Politik demokrasi menjadikan penguasa hanya sebatas regulator, sedangkan politik Islam memosisikan kepemimpinan sebagai pengurus (raa’in) dan pelindung (junnah). Alhasil dengan menerapkan sistem Islam, maka kesejahteraan rakyat akan terwujud.

 

Jadi dalam hal ini, Gen Z harus belajar politik Islam, bukan politik demokrasi. Dengan demikian, Gen Z dapat menyampaikan syariat Islam di tengah masyarakat.

 

Partai Politik Islam

Partai politik Islam berfungsi untuk mengedukasi umat tentang politik.

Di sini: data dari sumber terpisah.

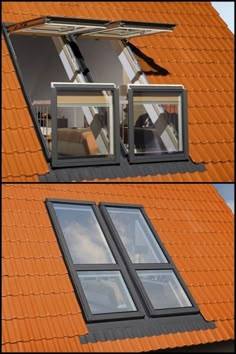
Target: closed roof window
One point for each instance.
(117, 263)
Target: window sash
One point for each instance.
(58, 26)
(74, 268)
(171, 95)
(134, 267)
(104, 151)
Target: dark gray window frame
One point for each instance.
(72, 268)
(148, 266)
(178, 156)
(85, 160)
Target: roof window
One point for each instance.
(88, 96)
(117, 263)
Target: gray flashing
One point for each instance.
(105, 331)
(123, 170)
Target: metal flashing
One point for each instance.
(123, 170)
(145, 328)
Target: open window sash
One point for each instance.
(89, 28)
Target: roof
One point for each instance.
(199, 54)
(39, 307)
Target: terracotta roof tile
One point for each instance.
(40, 310)
(198, 54)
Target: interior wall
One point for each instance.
(39, 63)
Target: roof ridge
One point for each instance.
(20, 152)
(211, 122)
(39, 293)
(42, 316)
(40, 339)
(211, 142)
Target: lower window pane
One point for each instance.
(106, 292)
(163, 289)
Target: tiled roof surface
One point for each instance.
(198, 54)
(40, 311)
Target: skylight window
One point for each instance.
(74, 72)
(118, 265)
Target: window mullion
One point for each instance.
(95, 267)
(152, 266)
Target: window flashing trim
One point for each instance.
(73, 268)
(85, 160)
(146, 266)
(155, 157)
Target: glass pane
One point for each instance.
(85, 124)
(139, 241)
(163, 289)
(106, 292)
(83, 235)
(157, 123)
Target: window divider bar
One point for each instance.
(152, 266)
(96, 267)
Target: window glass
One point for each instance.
(106, 291)
(85, 123)
(157, 122)
(83, 234)
(163, 289)
(136, 236)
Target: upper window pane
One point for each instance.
(163, 289)
(139, 241)
(83, 234)
(106, 292)
(85, 123)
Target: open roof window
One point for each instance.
(117, 263)
(89, 64)
(57, 26)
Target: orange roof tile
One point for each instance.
(198, 54)
(40, 310)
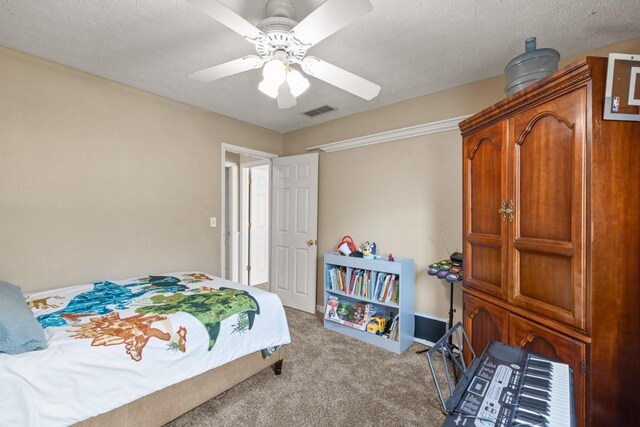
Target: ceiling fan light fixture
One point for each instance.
(274, 73)
(297, 83)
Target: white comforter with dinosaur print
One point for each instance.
(110, 343)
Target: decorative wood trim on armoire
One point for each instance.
(551, 229)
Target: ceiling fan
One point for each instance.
(282, 43)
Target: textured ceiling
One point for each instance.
(409, 47)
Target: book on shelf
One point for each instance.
(387, 288)
(336, 278)
(354, 314)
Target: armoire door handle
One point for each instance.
(503, 210)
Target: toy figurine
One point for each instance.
(377, 324)
(369, 250)
(342, 311)
(358, 315)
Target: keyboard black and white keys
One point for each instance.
(546, 395)
(508, 386)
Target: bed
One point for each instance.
(140, 351)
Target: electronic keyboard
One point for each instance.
(508, 386)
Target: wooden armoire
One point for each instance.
(552, 235)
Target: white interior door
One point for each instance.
(294, 227)
(259, 231)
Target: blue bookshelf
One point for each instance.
(404, 269)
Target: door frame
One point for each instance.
(245, 197)
(224, 148)
(233, 221)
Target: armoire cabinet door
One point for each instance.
(484, 182)
(545, 342)
(547, 151)
(483, 322)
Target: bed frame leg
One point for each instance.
(277, 367)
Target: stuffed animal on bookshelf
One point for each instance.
(369, 250)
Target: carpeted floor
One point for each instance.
(328, 380)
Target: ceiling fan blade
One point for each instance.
(341, 78)
(331, 16)
(219, 71)
(285, 97)
(227, 17)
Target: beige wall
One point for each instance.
(102, 181)
(402, 194)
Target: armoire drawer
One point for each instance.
(553, 345)
(483, 322)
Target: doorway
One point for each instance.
(246, 196)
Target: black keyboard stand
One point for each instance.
(450, 344)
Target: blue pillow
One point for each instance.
(19, 330)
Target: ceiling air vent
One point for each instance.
(320, 110)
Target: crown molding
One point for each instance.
(392, 135)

Dengan bergabung ke partai politik yang sahih, Gen Z dapat berkontribusi untuk kemajuan negara maupun secara global.

 

Allah berfirman dalam surah Ali-Imran ayat 104 yang berbunyi, “Hendaklah ada di antara kamu segolongan orang yang menyeru pada kebajikan, menyuruh (berbuat) yang makruf, dan mencegah dari yang mungkar. Mereka itulah orang-orang yang beruntung.”

 

Parpol sahih memiliki beberapa kriteria, yaitu:

Pertama, memiliki fikrah (pemikiran) yang jelas dan ideologi yang sahih, yaitu Islam.

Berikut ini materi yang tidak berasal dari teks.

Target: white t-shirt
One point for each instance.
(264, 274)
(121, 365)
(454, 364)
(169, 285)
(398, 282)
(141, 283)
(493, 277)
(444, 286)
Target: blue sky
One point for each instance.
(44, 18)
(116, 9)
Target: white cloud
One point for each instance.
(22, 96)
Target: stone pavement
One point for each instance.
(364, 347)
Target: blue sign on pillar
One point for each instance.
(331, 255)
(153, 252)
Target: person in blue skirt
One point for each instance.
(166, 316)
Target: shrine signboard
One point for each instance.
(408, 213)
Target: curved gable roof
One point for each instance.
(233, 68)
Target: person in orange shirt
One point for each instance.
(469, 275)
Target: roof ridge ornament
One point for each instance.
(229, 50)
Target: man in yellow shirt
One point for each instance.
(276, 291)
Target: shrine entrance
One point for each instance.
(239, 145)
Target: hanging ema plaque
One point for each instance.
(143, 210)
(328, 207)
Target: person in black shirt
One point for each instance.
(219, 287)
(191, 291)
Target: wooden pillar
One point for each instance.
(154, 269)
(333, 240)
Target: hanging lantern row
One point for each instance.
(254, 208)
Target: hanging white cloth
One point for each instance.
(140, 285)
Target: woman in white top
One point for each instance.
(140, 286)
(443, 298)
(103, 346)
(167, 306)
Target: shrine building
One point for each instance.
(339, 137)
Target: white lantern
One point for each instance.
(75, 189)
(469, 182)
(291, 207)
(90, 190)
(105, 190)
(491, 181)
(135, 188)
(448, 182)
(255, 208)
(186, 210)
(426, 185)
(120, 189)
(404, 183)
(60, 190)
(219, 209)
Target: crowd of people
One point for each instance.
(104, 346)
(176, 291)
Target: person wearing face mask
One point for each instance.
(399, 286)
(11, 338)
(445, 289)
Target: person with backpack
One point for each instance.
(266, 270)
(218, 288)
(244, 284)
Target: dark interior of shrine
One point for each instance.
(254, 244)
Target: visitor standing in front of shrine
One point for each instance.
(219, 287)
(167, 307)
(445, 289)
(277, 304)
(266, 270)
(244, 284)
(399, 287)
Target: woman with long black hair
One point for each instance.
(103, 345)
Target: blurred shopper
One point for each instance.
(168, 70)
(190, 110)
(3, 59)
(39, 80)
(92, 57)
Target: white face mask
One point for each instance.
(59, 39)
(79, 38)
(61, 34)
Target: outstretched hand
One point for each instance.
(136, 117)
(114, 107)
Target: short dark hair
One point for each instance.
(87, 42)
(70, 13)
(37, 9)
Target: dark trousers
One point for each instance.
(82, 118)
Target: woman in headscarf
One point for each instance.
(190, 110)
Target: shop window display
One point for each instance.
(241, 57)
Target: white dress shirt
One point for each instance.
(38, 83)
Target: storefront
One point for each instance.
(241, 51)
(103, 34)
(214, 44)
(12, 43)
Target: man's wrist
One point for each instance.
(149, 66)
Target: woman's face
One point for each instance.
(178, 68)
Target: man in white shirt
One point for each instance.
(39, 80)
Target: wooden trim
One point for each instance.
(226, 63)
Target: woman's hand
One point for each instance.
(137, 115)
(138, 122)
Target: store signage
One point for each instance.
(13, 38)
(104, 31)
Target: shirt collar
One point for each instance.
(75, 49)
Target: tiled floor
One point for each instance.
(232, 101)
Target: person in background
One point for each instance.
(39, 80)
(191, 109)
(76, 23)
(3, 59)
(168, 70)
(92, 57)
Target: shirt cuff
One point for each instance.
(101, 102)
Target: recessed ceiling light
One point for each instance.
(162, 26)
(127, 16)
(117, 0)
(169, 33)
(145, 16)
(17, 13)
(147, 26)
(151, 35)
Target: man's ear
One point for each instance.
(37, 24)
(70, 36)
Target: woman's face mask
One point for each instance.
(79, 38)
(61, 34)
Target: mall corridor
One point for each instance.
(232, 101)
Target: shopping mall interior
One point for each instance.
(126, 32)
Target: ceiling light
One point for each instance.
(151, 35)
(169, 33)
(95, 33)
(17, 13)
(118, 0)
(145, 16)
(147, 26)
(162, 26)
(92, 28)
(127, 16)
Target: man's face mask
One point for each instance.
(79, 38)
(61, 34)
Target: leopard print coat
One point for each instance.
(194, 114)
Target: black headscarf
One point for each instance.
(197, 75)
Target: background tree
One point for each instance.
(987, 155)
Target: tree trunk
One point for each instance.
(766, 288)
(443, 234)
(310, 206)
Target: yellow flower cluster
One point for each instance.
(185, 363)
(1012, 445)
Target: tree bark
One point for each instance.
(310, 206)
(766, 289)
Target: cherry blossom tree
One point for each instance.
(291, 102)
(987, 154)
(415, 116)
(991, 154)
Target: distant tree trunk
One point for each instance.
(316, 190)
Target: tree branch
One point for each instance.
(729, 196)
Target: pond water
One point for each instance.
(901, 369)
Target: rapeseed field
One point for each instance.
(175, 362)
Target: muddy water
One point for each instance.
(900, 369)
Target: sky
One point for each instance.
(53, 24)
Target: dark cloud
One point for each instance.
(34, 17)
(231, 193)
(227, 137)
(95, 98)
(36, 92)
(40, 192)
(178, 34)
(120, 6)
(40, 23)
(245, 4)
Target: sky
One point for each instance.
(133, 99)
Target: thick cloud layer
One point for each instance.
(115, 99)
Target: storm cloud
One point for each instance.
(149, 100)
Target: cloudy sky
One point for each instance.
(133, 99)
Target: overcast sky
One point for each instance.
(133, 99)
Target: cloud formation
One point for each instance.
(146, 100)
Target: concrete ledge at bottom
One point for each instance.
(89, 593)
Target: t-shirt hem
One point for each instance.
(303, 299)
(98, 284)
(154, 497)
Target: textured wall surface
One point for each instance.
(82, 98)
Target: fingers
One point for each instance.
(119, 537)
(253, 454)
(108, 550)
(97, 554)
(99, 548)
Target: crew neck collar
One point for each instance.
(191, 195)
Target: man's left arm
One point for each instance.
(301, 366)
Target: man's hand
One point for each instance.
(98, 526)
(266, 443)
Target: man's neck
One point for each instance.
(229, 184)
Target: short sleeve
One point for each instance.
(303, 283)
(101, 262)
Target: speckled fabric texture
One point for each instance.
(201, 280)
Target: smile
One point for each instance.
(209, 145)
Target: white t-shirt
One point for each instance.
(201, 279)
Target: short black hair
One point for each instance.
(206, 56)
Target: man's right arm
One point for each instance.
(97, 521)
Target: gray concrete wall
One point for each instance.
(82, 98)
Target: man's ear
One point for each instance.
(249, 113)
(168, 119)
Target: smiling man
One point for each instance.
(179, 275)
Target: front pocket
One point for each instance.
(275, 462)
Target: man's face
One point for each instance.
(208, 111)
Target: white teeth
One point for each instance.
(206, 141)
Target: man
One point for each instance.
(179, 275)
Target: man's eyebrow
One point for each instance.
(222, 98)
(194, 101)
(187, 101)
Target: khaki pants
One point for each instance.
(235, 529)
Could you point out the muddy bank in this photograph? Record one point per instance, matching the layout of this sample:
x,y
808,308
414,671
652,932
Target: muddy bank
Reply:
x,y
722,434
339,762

Kedua, mempunyai thariqah (metode) yang sesuai dengan tuntunan Rasulullah dalam berdakwah.

Ketiga, ikatan akidah Islam yang menyatukan anggotanya.

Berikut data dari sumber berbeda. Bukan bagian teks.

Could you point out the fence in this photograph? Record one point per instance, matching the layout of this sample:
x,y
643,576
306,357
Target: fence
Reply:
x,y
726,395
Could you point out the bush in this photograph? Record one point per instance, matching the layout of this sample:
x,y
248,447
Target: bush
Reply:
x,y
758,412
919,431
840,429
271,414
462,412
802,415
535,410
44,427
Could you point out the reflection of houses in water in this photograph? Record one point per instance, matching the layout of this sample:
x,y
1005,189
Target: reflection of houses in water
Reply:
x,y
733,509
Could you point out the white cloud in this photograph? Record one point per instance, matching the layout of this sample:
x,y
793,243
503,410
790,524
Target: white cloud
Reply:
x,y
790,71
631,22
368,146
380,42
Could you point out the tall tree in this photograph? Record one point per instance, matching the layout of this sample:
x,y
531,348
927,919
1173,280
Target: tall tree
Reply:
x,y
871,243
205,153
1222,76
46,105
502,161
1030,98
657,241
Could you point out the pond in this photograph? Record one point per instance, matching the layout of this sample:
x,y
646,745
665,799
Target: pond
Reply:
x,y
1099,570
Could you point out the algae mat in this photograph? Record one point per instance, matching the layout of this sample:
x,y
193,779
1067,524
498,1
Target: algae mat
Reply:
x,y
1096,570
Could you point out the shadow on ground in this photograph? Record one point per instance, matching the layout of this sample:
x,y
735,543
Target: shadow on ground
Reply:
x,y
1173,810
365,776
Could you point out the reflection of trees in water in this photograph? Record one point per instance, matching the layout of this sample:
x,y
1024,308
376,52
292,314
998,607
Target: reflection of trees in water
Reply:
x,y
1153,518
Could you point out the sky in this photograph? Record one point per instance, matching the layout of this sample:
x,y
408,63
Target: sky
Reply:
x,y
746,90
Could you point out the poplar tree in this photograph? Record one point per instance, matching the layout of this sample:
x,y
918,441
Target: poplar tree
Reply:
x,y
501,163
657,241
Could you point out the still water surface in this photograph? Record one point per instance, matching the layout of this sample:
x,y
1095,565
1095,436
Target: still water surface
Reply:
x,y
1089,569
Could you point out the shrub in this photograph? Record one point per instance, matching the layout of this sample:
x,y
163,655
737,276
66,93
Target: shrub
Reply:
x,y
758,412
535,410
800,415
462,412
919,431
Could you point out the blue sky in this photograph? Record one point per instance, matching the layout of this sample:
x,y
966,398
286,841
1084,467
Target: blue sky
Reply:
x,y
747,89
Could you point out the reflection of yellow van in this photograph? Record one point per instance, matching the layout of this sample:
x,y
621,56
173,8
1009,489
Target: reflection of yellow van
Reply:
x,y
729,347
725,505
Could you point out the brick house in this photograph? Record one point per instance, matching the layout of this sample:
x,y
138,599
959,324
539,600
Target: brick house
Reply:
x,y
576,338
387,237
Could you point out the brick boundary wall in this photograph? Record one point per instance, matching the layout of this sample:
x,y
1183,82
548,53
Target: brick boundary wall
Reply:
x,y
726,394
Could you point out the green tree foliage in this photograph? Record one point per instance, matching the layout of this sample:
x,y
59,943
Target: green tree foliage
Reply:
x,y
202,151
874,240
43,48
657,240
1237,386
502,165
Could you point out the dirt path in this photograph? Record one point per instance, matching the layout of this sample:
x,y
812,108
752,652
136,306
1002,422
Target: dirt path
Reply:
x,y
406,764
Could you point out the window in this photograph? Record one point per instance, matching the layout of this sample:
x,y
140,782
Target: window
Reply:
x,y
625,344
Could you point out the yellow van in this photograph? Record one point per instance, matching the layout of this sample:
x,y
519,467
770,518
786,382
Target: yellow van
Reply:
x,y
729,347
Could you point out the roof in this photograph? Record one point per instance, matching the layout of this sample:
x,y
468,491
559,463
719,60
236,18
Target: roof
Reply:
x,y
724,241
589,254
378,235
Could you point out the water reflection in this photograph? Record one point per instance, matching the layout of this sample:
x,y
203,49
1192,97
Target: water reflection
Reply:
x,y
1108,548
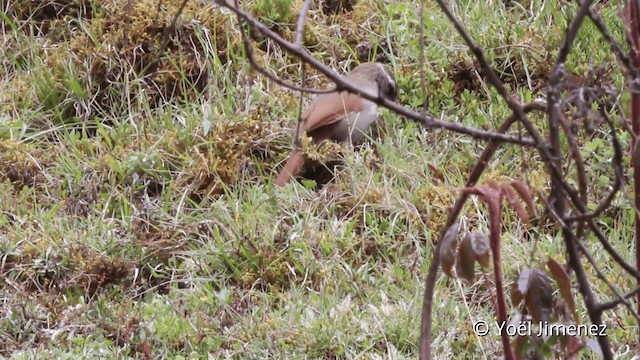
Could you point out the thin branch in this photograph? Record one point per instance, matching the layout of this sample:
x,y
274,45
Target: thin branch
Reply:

Keempat, para anggotanya memiliki pemahaman yang benar tentang fikrah, thariqah partai, dan ikatan akidah.

 

Dengan demikian, masyarakat jangan terjebak pada parpol sekuler. Sebab, parpol tersebut hanya akan melanggengkan sistem demokrasi yang telah nyata menyengsarakan rakyat. Masyarakat harus menjadikan parpol berideologi Islam sebagai sarana perjuangan untuk kebangkitan umat.

 

Khatimah

Sistem politik Islam hanya akan berjalan saat negara menerapkan syariat Islam secara kafah (menyeluruh). Negara akan memberikan pendidikan politik Islam bagi seluruh rakyatnya, termasuk Gen Z. Alhasil, umat dapat menyebarkan syariat Islam ke seluruh penjuru dunia.

 

Gen Z jangan sampai terjebak pada demokrasi yang nyata rusak dan merusak. Gantilah sistem kufur demokrasi dengan sistem Islam. Caranya dengan memahami politik Islam. Alhasil, akan menghantarkan umat pada kesejahteraan. Wallahu’alam bishshawab.